Aligned Multi-View Scripts for Universal Chart-to-Code Generation¶

Conference: ACL 2026
arXiv: 2604.24559
Code: GitHub
Area: Code Intelligence / Multimodal
Keywords: Chart-to-Code, Multilingual Alignment, LLaVA, Low-Rank Subspace Adapter, MoE Projector

TL;DR¶

By treating "semantically equivalent scripts of the same chart in Python, R, and LaTeX" as a new supervisory signal, the authors constructed the 176K quadruple dataset Chart2NCode. They proposed CharLuMA, a lightweight adapter adding "language-conditioned low-rank subspace routing" to the LLaVA projector, enabling a single model to achieve high execution rates and visual fidelity across all three plotting languages.

Background & Motivation¶

Background: Chart-to-code (reconstructing executable plotting scripts from chart images) restores static charts to editable and reproducible states. Existing works almost exclusively target Python/matplotlib; recent efforts such as ChartMimic, Plot2Code, and ChartCoder are limited to a single language.

Limitations of Prior Work: (1) In real-world academia, R (ggplot2) and LaTeX (TikZ) are publication standards for many disciplines, making single Python output insufficient; (2) Deeper still, equivalent scripts in different languages for the same chart naturally serve as a multi-view supervisory signal, which single-language datasets fail to exploit; (3) Simply feeding multilingual data into a single model requires either independent experts for each language (doubling parameters and precluding knowledge sharing) or leads to inter-language interference and specialization imbalance.

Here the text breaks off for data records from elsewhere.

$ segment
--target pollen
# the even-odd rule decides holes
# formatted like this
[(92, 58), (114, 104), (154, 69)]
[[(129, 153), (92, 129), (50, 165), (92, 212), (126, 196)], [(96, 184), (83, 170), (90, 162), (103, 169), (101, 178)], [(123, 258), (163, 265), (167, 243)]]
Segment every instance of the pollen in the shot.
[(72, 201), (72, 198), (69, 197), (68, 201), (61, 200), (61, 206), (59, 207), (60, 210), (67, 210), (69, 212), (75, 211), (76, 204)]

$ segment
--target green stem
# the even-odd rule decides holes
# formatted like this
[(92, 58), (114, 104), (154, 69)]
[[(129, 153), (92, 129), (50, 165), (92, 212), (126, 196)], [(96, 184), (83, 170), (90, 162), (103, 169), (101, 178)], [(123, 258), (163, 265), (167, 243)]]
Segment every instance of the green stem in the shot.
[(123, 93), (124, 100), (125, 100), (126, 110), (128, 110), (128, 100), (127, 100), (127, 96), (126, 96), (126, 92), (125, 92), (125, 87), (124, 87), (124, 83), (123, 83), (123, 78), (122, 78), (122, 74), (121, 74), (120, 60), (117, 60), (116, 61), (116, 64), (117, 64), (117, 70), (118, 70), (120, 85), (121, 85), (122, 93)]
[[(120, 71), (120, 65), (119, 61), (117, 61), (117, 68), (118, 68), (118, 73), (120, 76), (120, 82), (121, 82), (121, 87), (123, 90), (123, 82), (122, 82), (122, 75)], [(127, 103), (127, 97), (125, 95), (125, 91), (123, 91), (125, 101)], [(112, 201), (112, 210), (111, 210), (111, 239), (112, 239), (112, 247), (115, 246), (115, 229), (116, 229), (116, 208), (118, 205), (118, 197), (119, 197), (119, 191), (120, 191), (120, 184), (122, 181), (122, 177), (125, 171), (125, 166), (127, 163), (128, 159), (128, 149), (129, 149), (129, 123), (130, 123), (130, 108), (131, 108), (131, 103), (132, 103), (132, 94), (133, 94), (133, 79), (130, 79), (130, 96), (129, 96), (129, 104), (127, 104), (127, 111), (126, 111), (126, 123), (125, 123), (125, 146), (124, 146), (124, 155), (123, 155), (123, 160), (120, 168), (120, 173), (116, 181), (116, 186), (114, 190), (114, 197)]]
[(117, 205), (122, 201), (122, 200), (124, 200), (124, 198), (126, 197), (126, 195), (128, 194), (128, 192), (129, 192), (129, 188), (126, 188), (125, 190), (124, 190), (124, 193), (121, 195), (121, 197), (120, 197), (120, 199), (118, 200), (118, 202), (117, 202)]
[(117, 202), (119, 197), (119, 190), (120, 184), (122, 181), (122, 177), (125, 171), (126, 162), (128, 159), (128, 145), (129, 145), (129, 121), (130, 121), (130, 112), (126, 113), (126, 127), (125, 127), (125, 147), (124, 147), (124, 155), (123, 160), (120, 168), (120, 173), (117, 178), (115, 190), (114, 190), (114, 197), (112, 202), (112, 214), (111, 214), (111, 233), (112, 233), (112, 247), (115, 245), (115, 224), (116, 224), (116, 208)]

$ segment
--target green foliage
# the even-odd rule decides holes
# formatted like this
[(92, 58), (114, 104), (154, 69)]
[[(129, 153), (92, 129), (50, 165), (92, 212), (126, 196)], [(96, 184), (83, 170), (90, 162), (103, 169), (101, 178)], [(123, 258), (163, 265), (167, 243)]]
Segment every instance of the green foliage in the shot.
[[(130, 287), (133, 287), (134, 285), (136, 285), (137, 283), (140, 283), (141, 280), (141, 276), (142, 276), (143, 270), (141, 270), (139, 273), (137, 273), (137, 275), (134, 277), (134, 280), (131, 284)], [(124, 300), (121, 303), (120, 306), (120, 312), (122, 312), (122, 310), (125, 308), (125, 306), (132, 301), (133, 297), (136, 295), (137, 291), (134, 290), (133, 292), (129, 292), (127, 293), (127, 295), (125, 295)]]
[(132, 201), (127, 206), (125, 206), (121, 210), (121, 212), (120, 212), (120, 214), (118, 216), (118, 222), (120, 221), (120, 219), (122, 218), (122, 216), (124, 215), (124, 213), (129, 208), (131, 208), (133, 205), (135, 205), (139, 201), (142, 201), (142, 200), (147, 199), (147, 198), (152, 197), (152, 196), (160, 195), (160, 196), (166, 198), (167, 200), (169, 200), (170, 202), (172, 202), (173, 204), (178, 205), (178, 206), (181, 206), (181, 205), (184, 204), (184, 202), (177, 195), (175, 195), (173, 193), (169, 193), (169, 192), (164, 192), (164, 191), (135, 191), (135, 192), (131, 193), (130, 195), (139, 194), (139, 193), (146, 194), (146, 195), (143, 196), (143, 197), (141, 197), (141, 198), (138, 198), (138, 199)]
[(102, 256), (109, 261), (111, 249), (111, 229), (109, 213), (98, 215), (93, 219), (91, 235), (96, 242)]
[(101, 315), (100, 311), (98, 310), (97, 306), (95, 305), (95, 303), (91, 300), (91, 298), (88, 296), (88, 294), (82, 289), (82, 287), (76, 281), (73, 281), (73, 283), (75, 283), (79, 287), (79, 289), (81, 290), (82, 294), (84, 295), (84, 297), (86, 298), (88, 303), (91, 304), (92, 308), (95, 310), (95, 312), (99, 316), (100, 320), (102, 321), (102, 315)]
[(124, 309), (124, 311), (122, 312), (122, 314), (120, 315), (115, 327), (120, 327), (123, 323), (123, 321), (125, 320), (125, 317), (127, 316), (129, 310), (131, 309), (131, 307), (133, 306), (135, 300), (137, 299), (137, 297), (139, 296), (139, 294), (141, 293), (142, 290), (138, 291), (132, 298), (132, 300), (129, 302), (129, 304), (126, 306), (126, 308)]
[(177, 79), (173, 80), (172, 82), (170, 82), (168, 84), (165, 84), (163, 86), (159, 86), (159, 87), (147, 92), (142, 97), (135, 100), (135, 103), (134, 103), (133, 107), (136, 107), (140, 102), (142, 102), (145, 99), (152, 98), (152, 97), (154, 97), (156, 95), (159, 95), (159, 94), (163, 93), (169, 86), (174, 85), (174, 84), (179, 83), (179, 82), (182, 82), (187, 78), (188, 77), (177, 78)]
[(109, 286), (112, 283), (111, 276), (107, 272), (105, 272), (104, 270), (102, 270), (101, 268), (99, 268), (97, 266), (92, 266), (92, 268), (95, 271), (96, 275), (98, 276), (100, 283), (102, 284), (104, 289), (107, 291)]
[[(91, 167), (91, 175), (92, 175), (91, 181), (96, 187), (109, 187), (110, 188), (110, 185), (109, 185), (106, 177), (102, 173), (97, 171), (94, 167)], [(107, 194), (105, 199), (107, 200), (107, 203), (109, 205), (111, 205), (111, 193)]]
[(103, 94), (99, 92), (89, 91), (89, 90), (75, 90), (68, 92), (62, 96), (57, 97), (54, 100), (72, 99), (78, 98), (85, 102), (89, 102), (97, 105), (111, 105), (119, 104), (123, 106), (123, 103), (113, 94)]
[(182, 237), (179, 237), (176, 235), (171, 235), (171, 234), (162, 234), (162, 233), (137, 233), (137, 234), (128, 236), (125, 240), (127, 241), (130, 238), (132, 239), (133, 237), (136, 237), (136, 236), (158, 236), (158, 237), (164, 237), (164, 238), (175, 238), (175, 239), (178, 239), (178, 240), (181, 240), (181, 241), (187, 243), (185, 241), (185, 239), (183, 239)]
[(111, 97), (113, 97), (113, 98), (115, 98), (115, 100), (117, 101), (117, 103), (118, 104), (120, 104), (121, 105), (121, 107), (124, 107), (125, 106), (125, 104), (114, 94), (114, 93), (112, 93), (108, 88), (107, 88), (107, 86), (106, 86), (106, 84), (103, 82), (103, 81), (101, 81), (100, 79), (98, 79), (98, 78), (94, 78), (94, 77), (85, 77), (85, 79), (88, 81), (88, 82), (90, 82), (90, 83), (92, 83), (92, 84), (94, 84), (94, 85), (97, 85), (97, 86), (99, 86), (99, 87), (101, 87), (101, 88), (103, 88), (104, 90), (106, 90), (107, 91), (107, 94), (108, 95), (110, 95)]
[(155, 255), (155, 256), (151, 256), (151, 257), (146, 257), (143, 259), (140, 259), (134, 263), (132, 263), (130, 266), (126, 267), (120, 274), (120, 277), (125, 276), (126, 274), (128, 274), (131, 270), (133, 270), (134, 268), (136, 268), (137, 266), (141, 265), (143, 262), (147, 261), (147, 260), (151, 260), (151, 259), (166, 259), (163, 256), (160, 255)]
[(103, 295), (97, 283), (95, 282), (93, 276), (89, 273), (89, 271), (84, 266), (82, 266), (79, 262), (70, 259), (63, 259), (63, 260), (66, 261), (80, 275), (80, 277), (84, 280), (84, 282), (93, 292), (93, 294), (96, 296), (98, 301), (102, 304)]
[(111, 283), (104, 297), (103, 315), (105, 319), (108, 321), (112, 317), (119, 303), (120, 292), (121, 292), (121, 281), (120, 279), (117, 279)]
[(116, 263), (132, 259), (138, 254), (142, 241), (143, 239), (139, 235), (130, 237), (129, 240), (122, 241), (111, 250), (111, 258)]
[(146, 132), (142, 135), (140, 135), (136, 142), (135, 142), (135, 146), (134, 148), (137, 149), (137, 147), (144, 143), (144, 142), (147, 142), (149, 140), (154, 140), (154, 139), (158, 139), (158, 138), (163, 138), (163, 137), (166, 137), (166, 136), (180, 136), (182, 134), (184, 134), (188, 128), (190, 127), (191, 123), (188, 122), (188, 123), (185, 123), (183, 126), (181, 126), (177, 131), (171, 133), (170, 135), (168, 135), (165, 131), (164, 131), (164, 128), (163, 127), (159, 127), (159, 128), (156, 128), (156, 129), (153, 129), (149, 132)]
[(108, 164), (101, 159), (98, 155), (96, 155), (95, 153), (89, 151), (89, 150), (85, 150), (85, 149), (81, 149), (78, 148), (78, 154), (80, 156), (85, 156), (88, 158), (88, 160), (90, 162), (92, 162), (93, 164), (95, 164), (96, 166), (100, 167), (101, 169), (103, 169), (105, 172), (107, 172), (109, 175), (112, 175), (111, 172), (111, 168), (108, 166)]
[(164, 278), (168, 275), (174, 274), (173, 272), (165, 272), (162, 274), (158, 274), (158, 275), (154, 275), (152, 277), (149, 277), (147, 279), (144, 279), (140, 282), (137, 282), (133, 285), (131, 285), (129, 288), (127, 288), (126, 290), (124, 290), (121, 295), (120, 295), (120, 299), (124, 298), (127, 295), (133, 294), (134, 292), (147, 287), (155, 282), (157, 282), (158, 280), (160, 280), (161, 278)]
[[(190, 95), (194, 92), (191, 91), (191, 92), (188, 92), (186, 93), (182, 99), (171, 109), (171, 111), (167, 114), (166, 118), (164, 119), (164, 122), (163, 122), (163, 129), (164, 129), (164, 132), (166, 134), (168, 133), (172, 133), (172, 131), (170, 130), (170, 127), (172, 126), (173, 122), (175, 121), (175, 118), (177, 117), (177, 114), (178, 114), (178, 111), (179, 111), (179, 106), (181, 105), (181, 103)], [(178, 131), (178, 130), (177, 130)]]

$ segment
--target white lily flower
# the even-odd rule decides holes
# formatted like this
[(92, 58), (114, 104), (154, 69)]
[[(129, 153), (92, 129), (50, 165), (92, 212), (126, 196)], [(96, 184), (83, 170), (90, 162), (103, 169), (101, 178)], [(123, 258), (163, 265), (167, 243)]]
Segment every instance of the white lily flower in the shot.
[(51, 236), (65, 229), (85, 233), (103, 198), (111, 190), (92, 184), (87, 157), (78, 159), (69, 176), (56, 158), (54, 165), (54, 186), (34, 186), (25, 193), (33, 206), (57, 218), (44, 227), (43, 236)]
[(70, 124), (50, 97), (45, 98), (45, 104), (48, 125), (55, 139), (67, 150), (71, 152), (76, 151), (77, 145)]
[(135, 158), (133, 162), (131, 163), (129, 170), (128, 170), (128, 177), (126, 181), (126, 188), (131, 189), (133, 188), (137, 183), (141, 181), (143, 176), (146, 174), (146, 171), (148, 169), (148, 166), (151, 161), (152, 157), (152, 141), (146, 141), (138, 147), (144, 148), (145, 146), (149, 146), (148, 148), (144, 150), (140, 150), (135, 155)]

Key Challenge: The model must "share a single semantic understanding of the chart" while "passing through specialized syntactic channels according to the target language"—two tasks that conflict when handled by a single LLaVA MLP projector.

Goal: (a) Provide the first chart-code quadruple dataset aligned across Python, R, and LaTeX; (b) Design a parameter-efficient multilingual adaptation mechanism that specializes syntactic output while maintaining shared visual understanding.

Key Insight: Different language scripts are viewed as "complementary views" of the same chart semantics, aligned following the principles of multi-view representation learning. Architecturally, drawing from Mixture-of-Subspaces LoRA, a low-rank subspace pool and language-conditioned routing replace "independent language experts."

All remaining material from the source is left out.